Evidentiality-aware Retrieval for Overcoming Abstractiveness in Open-Domain Question Answering
This addresses a key bottleneck in abstractive ODQA for researchers and practitioners by offering a more efficient data-centric approach compared to computationally expensive iterative methods.
The paper tackled the challenge of insufficient training data for evidence passage retrieval in abstractive open-domain question answering by proposing Evidentiality-Aware Dense Passage Retrieval (EADPR), which uses synthetic distractor samples to improve discrimination, achieving strong performance on multiple tasks.

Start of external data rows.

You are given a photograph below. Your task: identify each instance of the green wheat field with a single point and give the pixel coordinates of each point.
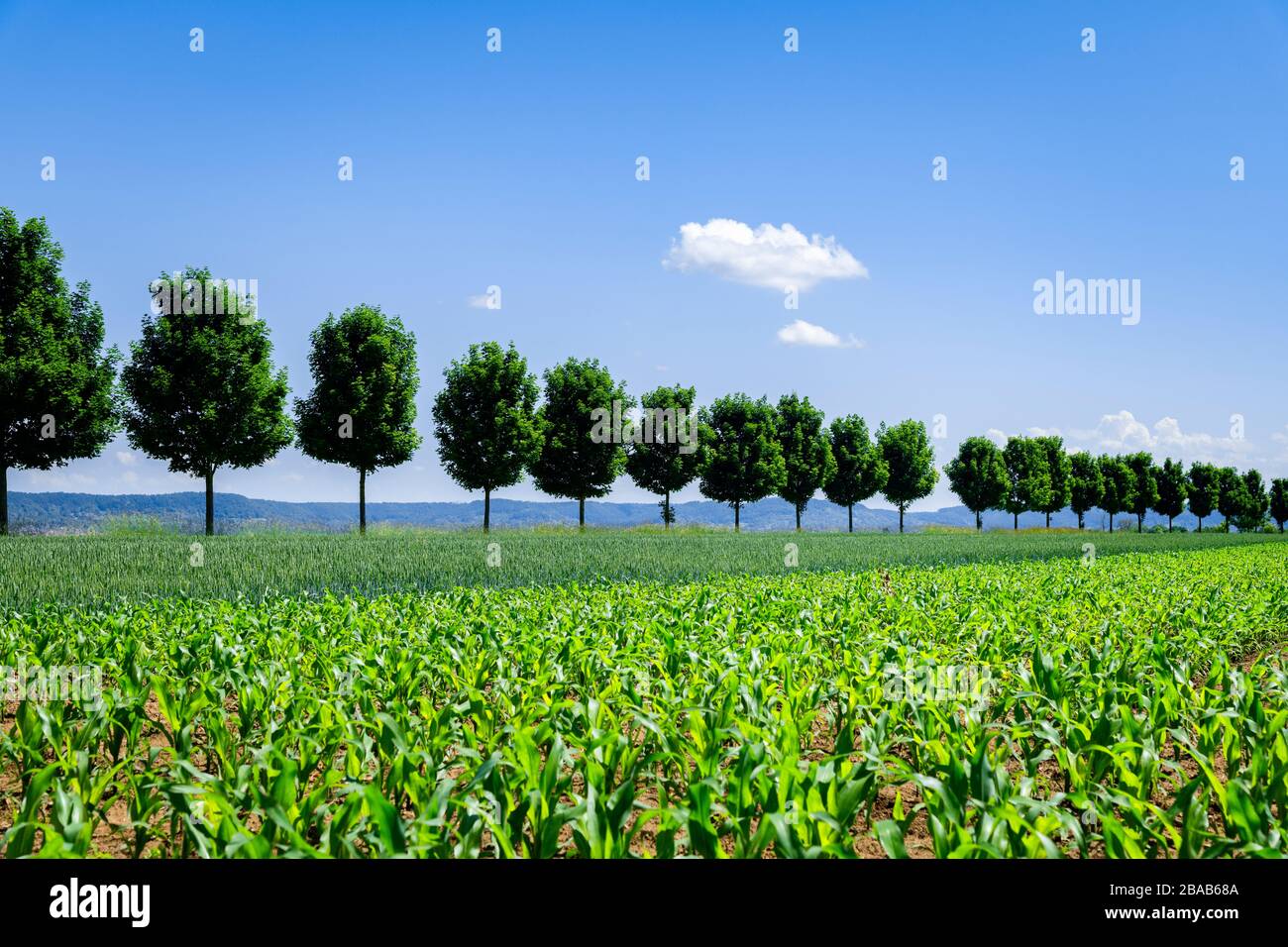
(609, 694)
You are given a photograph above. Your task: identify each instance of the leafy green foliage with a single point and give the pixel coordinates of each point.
(911, 463)
(741, 457)
(1086, 484)
(1144, 492)
(56, 385)
(485, 421)
(1254, 502)
(362, 408)
(202, 392)
(572, 460)
(1028, 474)
(1120, 486)
(1279, 501)
(665, 460)
(861, 470)
(978, 475)
(1172, 489)
(1203, 489)
(806, 453)
(1132, 709)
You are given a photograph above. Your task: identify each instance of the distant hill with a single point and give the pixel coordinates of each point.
(71, 513)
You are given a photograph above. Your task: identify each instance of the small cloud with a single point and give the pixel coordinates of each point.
(772, 257)
(802, 333)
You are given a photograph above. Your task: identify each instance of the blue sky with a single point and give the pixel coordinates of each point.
(518, 169)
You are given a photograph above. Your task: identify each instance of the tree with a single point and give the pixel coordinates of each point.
(1120, 483)
(1144, 492)
(1172, 487)
(1028, 476)
(56, 385)
(1059, 472)
(580, 423)
(1086, 484)
(911, 462)
(485, 420)
(1252, 512)
(1205, 489)
(1232, 493)
(362, 408)
(806, 453)
(742, 460)
(1279, 501)
(978, 475)
(665, 457)
(201, 385)
(861, 471)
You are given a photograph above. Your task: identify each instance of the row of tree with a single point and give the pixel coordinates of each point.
(1038, 474)
(200, 392)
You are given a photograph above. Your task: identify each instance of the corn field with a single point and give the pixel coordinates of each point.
(1131, 706)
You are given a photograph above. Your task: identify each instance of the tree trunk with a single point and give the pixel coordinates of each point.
(210, 502)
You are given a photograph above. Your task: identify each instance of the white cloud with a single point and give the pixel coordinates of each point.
(773, 257)
(802, 333)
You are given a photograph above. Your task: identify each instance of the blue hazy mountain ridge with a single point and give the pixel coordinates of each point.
(69, 513)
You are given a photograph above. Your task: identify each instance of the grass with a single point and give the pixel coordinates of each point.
(85, 570)
(1132, 706)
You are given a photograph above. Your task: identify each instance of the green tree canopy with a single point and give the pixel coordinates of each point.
(1203, 489)
(362, 408)
(1252, 512)
(1172, 488)
(1145, 488)
(1028, 475)
(1232, 495)
(664, 459)
(581, 453)
(1059, 472)
(806, 453)
(56, 384)
(1120, 484)
(485, 420)
(1086, 484)
(861, 471)
(911, 462)
(1279, 501)
(742, 460)
(978, 475)
(201, 385)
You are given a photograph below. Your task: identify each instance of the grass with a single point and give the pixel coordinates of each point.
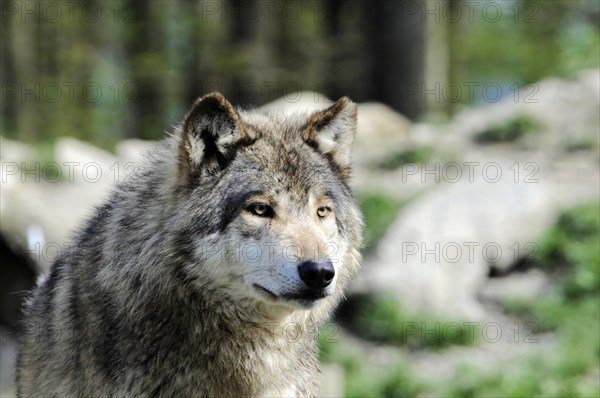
(418, 154)
(379, 211)
(509, 130)
(363, 381)
(382, 319)
(571, 248)
(570, 252)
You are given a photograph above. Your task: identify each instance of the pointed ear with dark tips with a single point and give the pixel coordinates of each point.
(332, 131)
(210, 134)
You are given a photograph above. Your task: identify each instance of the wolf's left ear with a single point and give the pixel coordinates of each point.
(210, 134)
(332, 131)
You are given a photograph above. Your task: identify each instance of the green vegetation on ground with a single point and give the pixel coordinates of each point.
(509, 130)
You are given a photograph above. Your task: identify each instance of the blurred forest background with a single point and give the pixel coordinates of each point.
(451, 94)
(104, 71)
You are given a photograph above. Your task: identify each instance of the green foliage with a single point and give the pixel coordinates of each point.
(572, 245)
(572, 311)
(382, 319)
(581, 144)
(361, 381)
(538, 39)
(508, 131)
(419, 154)
(379, 211)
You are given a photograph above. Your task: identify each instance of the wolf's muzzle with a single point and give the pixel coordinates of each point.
(316, 275)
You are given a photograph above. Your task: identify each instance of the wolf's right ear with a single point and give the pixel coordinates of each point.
(210, 134)
(332, 131)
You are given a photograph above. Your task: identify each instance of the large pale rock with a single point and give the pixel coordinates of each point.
(437, 255)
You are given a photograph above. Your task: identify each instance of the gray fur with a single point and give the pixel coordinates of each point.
(157, 298)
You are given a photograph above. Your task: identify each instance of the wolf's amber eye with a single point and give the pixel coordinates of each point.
(261, 210)
(323, 212)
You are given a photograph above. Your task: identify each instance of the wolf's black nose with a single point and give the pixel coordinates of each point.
(316, 275)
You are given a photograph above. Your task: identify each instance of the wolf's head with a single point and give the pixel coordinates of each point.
(265, 202)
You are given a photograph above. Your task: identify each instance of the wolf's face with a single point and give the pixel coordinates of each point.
(268, 208)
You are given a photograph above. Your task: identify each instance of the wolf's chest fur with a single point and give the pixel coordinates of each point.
(209, 272)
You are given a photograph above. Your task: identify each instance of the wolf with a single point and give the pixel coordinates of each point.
(209, 272)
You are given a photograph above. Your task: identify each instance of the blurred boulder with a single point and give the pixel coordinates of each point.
(437, 255)
(133, 150)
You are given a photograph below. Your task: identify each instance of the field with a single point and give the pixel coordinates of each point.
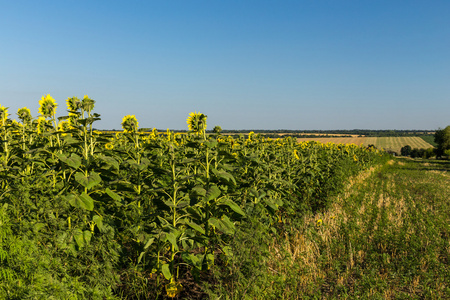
(133, 215)
(386, 143)
(385, 237)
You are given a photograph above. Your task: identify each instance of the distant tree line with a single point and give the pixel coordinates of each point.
(441, 143)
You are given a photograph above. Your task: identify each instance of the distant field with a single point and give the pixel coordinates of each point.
(387, 143)
(344, 140)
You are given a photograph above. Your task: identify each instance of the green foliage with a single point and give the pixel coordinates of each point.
(107, 214)
(442, 139)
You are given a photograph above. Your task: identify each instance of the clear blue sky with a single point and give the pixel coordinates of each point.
(246, 64)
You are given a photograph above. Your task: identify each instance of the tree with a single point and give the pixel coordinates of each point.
(442, 139)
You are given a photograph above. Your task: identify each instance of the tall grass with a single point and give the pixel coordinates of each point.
(385, 237)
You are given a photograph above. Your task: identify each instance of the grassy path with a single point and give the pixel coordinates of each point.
(386, 237)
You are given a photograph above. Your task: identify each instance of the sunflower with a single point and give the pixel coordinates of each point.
(3, 115)
(130, 123)
(87, 104)
(41, 125)
(24, 115)
(47, 106)
(109, 146)
(73, 104)
(64, 126)
(196, 122)
(296, 154)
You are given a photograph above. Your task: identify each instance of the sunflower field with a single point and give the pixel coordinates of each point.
(92, 215)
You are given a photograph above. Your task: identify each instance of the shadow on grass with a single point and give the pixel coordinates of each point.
(424, 164)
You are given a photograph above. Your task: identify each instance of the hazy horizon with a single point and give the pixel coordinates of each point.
(269, 65)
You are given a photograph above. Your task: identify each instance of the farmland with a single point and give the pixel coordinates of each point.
(158, 215)
(387, 143)
(138, 216)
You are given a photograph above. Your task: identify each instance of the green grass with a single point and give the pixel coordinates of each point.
(396, 143)
(386, 237)
(429, 139)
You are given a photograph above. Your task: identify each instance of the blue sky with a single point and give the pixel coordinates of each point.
(246, 64)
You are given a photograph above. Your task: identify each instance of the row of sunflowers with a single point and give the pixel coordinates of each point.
(163, 204)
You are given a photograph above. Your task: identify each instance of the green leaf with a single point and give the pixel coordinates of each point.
(110, 161)
(270, 203)
(88, 181)
(74, 161)
(226, 227)
(224, 176)
(193, 260)
(172, 239)
(38, 226)
(149, 243)
(196, 227)
(87, 235)
(113, 195)
(231, 204)
(198, 191)
(166, 271)
(98, 220)
(83, 201)
(212, 193)
(79, 238)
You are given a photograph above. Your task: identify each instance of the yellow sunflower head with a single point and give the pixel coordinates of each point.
(109, 146)
(41, 125)
(196, 122)
(24, 115)
(87, 104)
(3, 115)
(73, 104)
(47, 106)
(64, 126)
(296, 154)
(130, 123)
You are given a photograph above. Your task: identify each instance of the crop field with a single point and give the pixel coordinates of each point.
(91, 215)
(386, 143)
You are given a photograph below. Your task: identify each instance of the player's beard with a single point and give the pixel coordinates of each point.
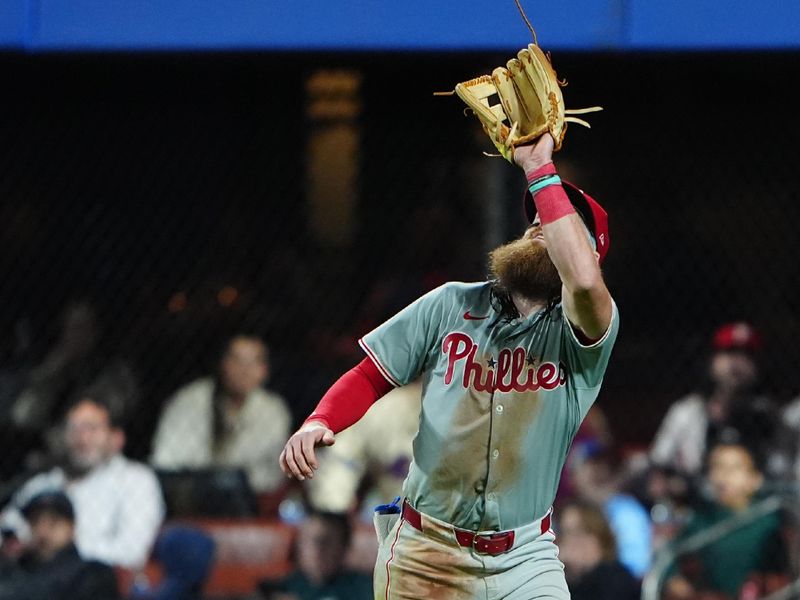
(524, 267)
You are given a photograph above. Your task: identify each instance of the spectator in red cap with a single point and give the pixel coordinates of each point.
(728, 400)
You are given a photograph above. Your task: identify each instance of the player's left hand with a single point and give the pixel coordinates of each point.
(298, 458)
(532, 156)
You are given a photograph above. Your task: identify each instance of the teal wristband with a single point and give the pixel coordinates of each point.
(539, 184)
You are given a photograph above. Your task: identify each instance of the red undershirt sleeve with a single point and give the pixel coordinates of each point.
(350, 397)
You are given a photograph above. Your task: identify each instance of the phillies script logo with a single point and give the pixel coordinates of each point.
(514, 371)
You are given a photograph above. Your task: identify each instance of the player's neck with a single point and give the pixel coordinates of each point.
(526, 306)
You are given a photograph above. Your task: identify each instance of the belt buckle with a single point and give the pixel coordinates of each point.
(493, 544)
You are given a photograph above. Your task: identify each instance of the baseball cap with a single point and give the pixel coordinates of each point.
(738, 335)
(53, 501)
(594, 215)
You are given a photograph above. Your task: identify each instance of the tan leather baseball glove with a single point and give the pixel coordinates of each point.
(518, 103)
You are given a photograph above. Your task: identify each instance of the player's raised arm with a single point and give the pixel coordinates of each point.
(586, 300)
(343, 404)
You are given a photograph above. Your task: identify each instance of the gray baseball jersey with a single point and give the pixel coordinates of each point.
(501, 402)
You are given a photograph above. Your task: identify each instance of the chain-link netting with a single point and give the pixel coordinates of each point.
(153, 208)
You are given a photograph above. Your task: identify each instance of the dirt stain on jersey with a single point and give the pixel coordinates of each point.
(511, 429)
(462, 462)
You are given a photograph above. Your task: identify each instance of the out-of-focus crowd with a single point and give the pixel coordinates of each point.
(77, 510)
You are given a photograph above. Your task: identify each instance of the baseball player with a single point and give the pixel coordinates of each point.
(510, 367)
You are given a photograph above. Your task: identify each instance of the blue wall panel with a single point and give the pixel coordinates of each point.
(64, 25)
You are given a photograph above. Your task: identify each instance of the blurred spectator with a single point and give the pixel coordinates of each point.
(735, 477)
(728, 400)
(791, 421)
(322, 543)
(374, 454)
(587, 548)
(186, 556)
(51, 567)
(78, 359)
(596, 478)
(593, 432)
(118, 503)
(227, 420)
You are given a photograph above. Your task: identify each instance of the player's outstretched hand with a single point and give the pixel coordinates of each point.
(298, 459)
(532, 156)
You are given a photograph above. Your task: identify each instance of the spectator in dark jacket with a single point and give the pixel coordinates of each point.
(589, 552)
(51, 568)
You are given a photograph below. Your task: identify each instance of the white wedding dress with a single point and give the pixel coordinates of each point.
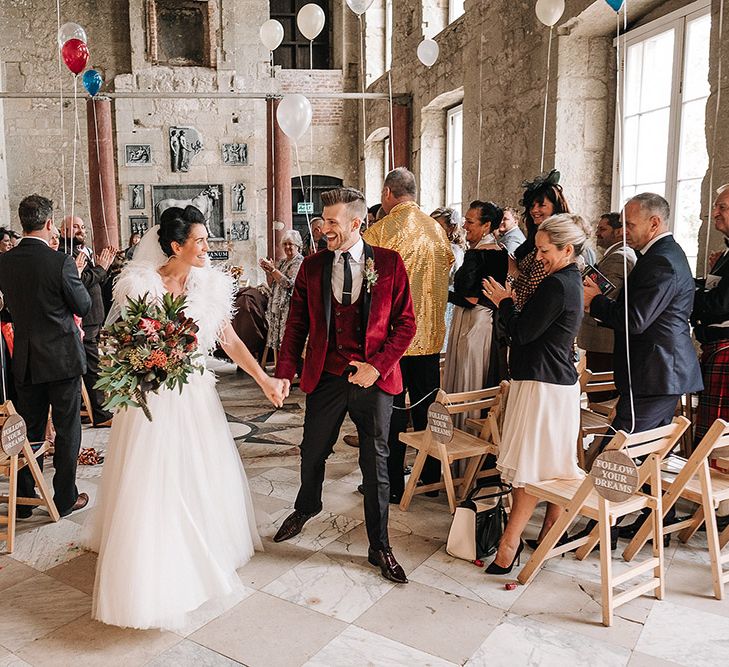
(174, 517)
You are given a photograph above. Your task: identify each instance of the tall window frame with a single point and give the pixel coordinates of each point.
(454, 158)
(673, 127)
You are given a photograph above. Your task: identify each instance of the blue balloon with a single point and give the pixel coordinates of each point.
(92, 81)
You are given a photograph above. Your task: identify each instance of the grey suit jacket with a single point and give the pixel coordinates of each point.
(594, 337)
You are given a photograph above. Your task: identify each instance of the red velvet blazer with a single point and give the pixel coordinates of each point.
(387, 317)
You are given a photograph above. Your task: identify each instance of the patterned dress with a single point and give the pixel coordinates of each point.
(278, 304)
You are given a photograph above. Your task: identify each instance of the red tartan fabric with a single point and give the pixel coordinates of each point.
(714, 400)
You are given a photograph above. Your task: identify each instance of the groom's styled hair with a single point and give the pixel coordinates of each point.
(352, 197)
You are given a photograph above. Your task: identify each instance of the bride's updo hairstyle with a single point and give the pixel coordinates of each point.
(567, 229)
(175, 225)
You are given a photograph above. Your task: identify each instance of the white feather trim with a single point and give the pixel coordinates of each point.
(210, 296)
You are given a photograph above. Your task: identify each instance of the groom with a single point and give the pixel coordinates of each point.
(353, 302)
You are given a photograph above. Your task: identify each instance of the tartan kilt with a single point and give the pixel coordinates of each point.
(714, 400)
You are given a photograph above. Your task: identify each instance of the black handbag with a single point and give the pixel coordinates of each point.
(479, 523)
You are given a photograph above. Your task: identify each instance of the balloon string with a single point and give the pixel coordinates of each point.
(98, 171)
(621, 68)
(392, 124)
(75, 149)
(301, 180)
(546, 98)
(713, 139)
(84, 173)
(362, 75)
(60, 95)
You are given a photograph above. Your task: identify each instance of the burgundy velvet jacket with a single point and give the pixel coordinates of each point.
(387, 319)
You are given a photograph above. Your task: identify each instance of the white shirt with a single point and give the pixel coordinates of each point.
(647, 246)
(356, 264)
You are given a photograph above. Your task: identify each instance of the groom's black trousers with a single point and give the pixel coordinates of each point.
(370, 410)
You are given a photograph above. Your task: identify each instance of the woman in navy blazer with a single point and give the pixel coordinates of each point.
(542, 417)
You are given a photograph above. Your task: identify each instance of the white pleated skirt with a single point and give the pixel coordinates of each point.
(539, 439)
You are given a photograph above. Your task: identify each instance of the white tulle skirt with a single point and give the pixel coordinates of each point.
(539, 439)
(174, 517)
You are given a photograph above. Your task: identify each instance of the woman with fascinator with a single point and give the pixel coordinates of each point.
(174, 518)
(543, 197)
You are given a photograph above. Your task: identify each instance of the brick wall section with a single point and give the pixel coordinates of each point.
(326, 111)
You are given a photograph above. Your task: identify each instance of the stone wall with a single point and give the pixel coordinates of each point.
(29, 59)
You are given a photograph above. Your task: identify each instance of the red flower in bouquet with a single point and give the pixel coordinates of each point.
(154, 345)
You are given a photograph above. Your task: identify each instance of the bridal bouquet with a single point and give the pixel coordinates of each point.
(154, 345)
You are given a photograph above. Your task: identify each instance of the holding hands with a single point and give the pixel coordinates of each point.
(591, 291)
(366, 374)
(496, 292)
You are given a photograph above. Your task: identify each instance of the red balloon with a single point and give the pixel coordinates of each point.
(75, 54)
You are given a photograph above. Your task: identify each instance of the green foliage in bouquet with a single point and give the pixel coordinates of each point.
(154, 345)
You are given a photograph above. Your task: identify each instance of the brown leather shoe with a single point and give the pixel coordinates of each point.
(389, 567)
(351, 440)
(81, 502)
(292, 525)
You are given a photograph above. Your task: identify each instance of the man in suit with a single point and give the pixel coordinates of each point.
(711, 326)
(43, 292)
(596, 340)
(662, 364)
(94, 276)
(353, 302)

The long-standing goal of dense retrievers in abtractive open-domain question answering (ODQA) tasks is to learn to capture evidence passages among relevant passages for any given query, such that the reader produce factually correct outputs from evidence passages. One of the key challenge is the insufficient amount of training data with the supervision of the answerability of the passages. Recent studies rely on iterative pipelines to annotate answerability using signals from the reader, but their high computational costs hamper practical applications. In this paper, we instead focus on a data-centric approach and propose Evidentiality-Aware Dense Passage Retrieval (EADPR), which leverages synthetic distractor samples to learn to discriminate evidence passages from distractors. We conduct extensive experiments to validate the effectiveness of our proposed method on multiple abstractive ODQA tasks.